Di depan kami terbentang tangga udara yang tidak terbuat dari batu atau logam, melainkan dari lembaran-lembaran ingatan. Setiap pijakan berbunyi seperti bisikan, seolah setiap kenangan yang pernah kami tolak kini memanggil.

“Apa kastil itu nyata?” tanyaku pelan.

Kael menatap ke atas. "Ia nyata selama kita masih percaya pada apa yang pernah ditulis."

Langkah pertama terasa ringan. Tapi langkah kedua mulai menarik sesuatu dari pikiranku. Sebuah bayangan masa lalu, Kael berdiri dalam ruang gelap, membiarkan dunia terbakar agar Elvara kecil tidak dilukai.

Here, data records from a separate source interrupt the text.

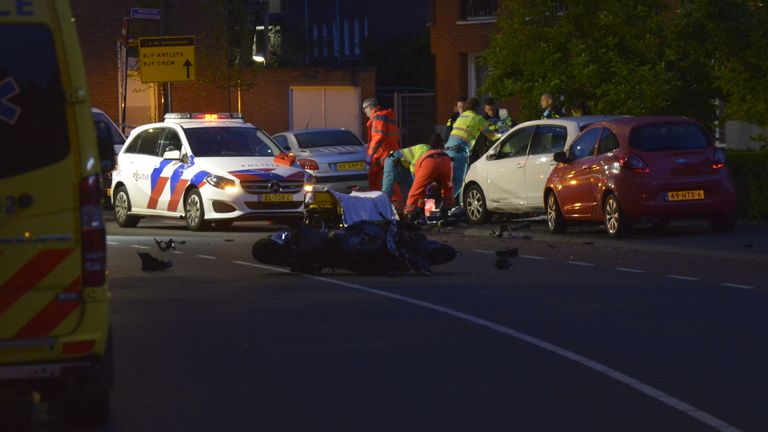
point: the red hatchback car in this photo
(634, 168)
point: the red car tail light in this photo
(92, 232)
(308, 164)
(634, 163)
(719, 159)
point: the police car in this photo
(208, 169)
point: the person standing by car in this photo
(383, 138)
(399, 170)
(457, 110)
(549, 107)
(467, 128)
(434, 166)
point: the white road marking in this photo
(630, 270)
(662, 397)
(732, 285)
(681, 277)
(483, 251)
(532, 257)
(282, 270)
(580, 263)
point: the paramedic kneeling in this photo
(435, 166)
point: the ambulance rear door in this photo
(41, 179)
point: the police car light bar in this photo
(203, 116)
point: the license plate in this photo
(685, 195)
(277, 197)
(350, 166)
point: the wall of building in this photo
(266, 103)
(453, 40)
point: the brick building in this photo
(460, 32)
(268, 101)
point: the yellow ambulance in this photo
(54, 299)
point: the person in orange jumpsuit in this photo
(435, 166)
(383, 139)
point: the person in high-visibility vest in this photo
(467, 128)
(549, 108)
(383, 138)
(399, 170)
(434, 166)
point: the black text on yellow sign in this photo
(167, 59)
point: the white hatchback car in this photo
(336, 157)
(207, 169)
(510, 177)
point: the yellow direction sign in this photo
(167, 59)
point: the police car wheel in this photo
(474, 202)
(223, 224)
(122, 206)
(194, 213)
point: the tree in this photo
(620, 57)
(226, 47)
(739, 36)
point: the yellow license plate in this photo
(277, 197)
(685, 195)
(350, 166)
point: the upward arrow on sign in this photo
(187, 64)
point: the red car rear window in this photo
(668, 136)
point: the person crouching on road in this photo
(434, 166)
(399, 170)
(383, 138)
(466, 129)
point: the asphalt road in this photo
(658, 332)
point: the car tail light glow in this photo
(634, 163)
(719, 159)
(308, 164)
(92, 233)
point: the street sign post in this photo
(145, 13)
(167, 59)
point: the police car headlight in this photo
(309, 182)
(220, 182)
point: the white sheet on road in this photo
(372, 205)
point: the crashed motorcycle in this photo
(366, 247)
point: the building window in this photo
(336, 40)
(357, 36)
(325, 41)
(477, 74)
(315, 42)
(346, 38)
(479, 9)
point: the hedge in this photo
(750, 172)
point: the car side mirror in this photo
(172, 155)
(106, 148)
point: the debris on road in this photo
(166, 245)
(506, 230)
(502, 258)
(150, 263)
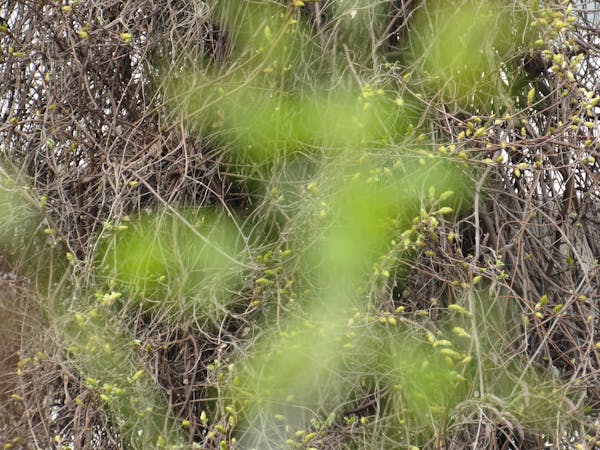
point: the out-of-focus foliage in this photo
(335, 224)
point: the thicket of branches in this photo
(108, 111)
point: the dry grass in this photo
(90, 120)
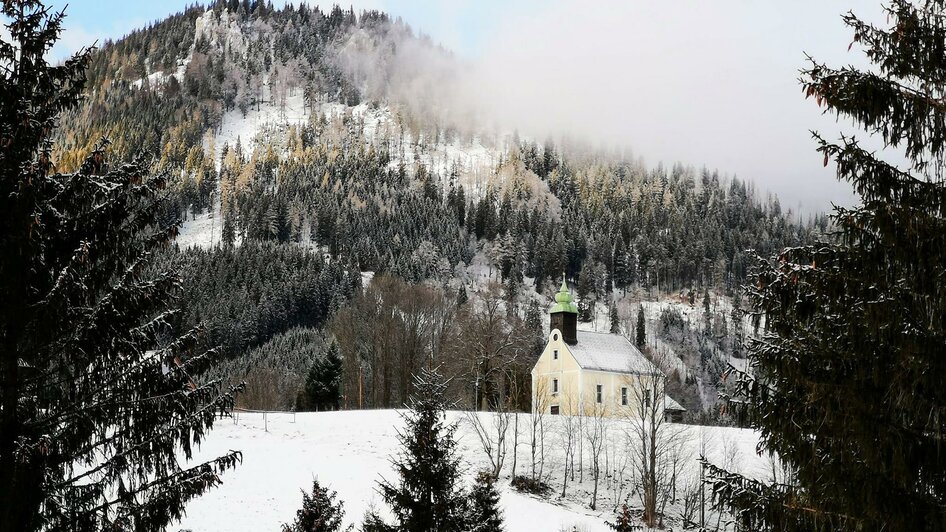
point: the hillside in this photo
(307, 147)
(349, 451)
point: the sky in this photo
(711, 84)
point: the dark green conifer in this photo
(847, 381)
(484, 513)
(320, 512)
(101, 405)
(427, 496)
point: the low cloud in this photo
(703, 83)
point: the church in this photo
(591, 373)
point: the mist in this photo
(702, 83)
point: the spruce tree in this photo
(428, 496)
(99, 403)
(623, 520)
(847, 381)
(320, 512)
(615, 321)
(484, 514)
(322, 382)
(641, 338)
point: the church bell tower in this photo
(564, 315)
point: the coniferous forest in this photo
(253, 208)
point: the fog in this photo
(703, 83)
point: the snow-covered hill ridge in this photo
(349, 451)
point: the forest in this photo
(303, 210)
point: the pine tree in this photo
(323, 381)
(484, 514)
(623, 520)
(641, 332)
(320, 512)
(428, 496)
(98, 402)
(847, 387)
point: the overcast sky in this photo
(704, 83)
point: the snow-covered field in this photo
(350, 451)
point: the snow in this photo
(203, 231)
(267, 116)
(350, 450)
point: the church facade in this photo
(590, 373)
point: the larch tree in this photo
(98, 402)
(845, 381)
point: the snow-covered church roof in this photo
(610, 352)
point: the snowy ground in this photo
(350, 452)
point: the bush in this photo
(528, 485)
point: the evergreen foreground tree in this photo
(323, 380)
(484, 513)
(97, 404)
(846, 381)
(623, 520)
(428, 497)
(320, 512)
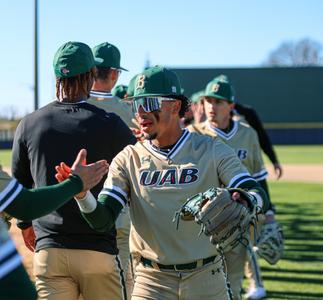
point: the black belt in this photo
(181, 267)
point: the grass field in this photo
(299, 275)
(299, 154)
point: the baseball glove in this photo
(224, 220)
(270, 245)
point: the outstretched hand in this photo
(90, 174)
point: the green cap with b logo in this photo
(73, 58)
(221, 88)
(157, 81)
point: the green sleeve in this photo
(34, 203)
(254, 186)
(105, 214)
(17, 285)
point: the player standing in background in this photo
(64, 242)
(218, 101)
(107, 76)
(18, 202)
(157, 176)
(120, 91)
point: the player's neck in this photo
(168, 137)
(221, 124)
(102, 86)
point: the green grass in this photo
(299, 275)
(312, 154)
(5, 158)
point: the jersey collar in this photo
(101, 94)
(226, 136)
(175, 149)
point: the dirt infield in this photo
(296, 173)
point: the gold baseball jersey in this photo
(110, 103)
(9, 257)
(244, 140)
(157, 184)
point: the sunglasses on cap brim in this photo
(149, 104)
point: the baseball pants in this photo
(68, 273)
(207, 282)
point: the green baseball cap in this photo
(220, 88)
(196, 97)
(120, 91)
(131, 87)
(109, 54)
(73, 58)
(157, 81)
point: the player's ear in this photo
(177, 106)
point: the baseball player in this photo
(108, 72)
(19, 202)
(119, 91)
(156, 176)
(218, 101)
(58, 130)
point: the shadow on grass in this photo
(302, 224)
(294, 295)
(284, 270)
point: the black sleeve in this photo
(253, 119)
(123, 136)
(20, 165)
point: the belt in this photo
(181, 267)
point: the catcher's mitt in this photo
(224, 220)
(270, 245)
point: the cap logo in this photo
(215, 87)
(64, 71)
(140, 82)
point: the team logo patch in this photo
(215, 87)
(168, 177)
(140, 82)
(242, 154)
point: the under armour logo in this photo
(64, 71)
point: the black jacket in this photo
(56, 133)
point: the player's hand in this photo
(237, 197)
(137, 133)
(278, 170)
(29, 237)
(90, 174)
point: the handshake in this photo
(90, 174)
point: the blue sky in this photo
(229, 33)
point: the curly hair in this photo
(70, 88)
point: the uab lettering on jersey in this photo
(242, 153)
(168, 177)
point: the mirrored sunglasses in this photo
(148, 104)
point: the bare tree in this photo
(305, 52)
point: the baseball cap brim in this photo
(98, 61)
(213, 95)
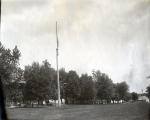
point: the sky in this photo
(112, 36)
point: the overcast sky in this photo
(110, 35)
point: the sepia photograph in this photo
(75, 60)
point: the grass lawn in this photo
(128, 111)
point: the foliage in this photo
(40, 83)
(104, 86)
(148, 91)
(134, 96)
(87, 87)
(122, 90)
(72, 88)
(9, 60)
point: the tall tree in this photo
(40, 83)
(9, 60)
(122, 90)
(87, 87)
(148, 91)
(72, 88)
(104, 86)
(134, 96)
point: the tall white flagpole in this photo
(58, 82)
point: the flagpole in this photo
(58, 82)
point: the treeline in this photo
(37, 83)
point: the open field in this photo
(128, 111)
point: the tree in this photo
(104, 86)
(62, 77)
(9, 71)
(122, 90)
(134, 96)
(72, 88)
(87, 89)
(9, 60)
(148, 91)
(40, 83)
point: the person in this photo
(3, 115)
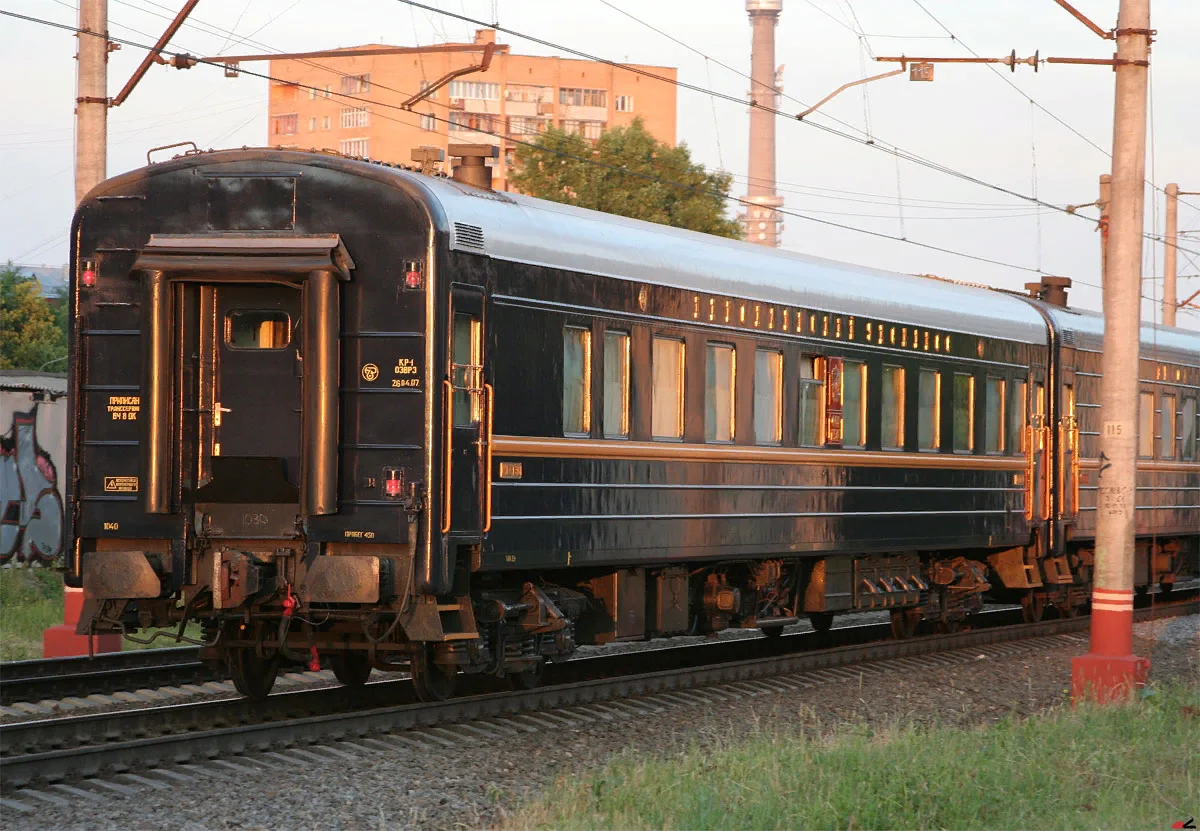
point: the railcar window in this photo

“Apa kau lihat itu?” bisikku.

Kael mengangguk. "Tangga ini bukan hanya jalur masuk. Ini pengakuan. Jika kita tidak siap menerima luka kita, kita akan jatuh."

Tangga ketiga membawaku pada kenangan saat aku kehilangan penglihatan. Cahaya terakhir yang kulihat adalah tubuh ibu terangkat oleh semburan sihir. Setelah itu, hanya gelap. Tapi dalam gelap itu aku bertemu Kael. Dan dari gelap itu, aku belajar melihat tanpa mata.

Kami terus berjalan. Di belakang, Luvien membentuk mantra pelindung, membacakan doa dalam bahasa tak dikenal.

Tangga keempat memperlihatkan masa depan yang belum terjadi. Kael, duduk di singgasana tinta, matanya kosong, tubuhku membatu di sampingnya. Dunia di sekelilingnya bisu.

Aku hampir terhenti.

Namun Kael menggenggam tanganku, erat.

"Itu hanya kemungkinan. Bukan kebenaran."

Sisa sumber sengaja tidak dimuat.